Nous avions déjà vu l’ébauche de ce personnage si dramatique dans la Coupe et les Lèvres ; mais les causes de la misère de Frank étaient restées à demi voilées, tandis que cette fois, l’avertissement est aussi clair qu’il est grave et douloureux. Musset avait descendu de quelques pas, dans sa jeunesse imprudente et libertine, les bords de l’abîme où a roulé Lorenzaccio, et il tenait à dire à ses contemporains qu’on ne peut plus remonter cette pente-là.

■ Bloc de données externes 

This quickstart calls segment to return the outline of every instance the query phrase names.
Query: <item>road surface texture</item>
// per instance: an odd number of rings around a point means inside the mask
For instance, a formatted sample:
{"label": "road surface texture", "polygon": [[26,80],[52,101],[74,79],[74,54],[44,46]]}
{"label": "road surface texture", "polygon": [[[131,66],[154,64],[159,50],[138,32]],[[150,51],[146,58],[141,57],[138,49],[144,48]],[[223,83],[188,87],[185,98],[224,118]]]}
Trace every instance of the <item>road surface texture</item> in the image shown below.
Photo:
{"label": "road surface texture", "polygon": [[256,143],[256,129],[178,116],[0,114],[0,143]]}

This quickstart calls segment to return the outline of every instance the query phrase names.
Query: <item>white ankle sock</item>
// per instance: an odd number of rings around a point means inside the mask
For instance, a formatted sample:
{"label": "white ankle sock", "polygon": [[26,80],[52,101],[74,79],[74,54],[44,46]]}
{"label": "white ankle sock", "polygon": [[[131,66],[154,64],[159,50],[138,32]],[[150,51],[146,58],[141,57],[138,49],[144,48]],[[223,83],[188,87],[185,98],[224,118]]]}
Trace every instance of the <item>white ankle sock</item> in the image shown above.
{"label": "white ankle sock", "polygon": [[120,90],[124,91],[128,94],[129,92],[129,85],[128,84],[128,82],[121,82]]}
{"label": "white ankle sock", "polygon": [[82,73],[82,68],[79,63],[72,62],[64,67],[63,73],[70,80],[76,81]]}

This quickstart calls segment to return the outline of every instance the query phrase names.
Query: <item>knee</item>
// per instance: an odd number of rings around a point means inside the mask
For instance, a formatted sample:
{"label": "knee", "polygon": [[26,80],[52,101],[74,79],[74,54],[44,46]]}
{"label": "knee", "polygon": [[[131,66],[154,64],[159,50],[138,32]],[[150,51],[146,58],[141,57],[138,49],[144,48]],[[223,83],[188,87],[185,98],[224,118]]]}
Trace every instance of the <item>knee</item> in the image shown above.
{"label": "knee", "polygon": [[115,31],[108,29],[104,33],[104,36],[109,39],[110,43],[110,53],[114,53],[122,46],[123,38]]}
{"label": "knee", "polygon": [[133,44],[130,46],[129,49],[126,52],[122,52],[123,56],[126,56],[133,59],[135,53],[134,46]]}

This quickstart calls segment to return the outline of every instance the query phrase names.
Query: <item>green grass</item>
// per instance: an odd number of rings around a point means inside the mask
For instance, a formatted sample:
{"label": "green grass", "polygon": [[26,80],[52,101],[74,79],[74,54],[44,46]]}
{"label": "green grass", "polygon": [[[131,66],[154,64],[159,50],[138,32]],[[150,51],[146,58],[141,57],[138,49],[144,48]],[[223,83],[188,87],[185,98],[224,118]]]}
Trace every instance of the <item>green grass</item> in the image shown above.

Il y a dans son drame deux autres personnages pour lesquels il n’a eu aussi qu’à faire appel à des souvenirs, moins intimes toutefois. Son orfèvre et son marchand de soieries sont des boutiquiers parisiens du temps de Louis-Philippe. L’orfèvre devait être abonné au National et avoir le portrait d’Armand Carrel dans son arrière-boutique. Le marchand de soieries est monarchiste par raison d’inventaire, parce que les cours font marcher les commerces de luxe. L’un critique tout ce que fait le gouvernement et le rend responsable des clients qui ne paient pas ; l’autre se frotte les mains quand il y a bal aux Tuileries.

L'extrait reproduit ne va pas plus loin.